This was going to be a column about Dwight Howard. He is an excellent player. A potential Hall of Fame talent. He is very popular, has lots of Twitter followers, has been on the cover of our magazine several times and many, many fans in Orlando worry that he will soon be a former citizen of their fine city. Like Timberlake and Gosling or XTina or the dudes from that show about the making of the boy band with the guy who eventually had a show about coming back after the boy band flamed out, Howard is destined to see that his star cannot shine bright enough inside the Magic Kingdom.
I was supposed to speculate about where he will go and examine how that is affecting the NBA's futures market. To be honest, right now, Howard is as relevant to bookmakers and NBA futures as I am, which is to say not at all.

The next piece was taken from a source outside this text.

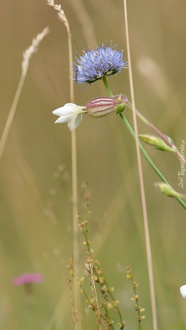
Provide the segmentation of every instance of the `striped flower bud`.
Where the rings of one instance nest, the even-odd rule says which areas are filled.
[[[93,99],[88,102],[83,110],[91,117],[97,118],[109,116],[114,112],[118,113],[123,111],[125,105],[121,98],[118,98],[117,99],[114,98],[114,96],[113,98],[101,97]],[[117,111],[119,107],[119,112],[118,113]]]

The talk of where Peyton Manning may end up is, after a couple weeks of stagnancy, impacting bookmakers more than any trade talk about Howard. Miami Dolphins prices have dropped from 50-1 to 30-1. The Cardinals have dropped from 25-1 to 5-1. Even the Seattle Seahawks, a long shot, have gone from unlisted to 10-1. Anyone who Manning might have thought about while under the knife for one of his four-and-counting surgeries is getting action.
But no one is moving the futures of the Bulls or the Lakers or even the Nets just because there are rumors circulating that Howard might end up there. And if he does eventually get traded, it's only New Jersey, which is in triple digits to win the title, that will be dramatically impacted. How much shorter can the Bulls go?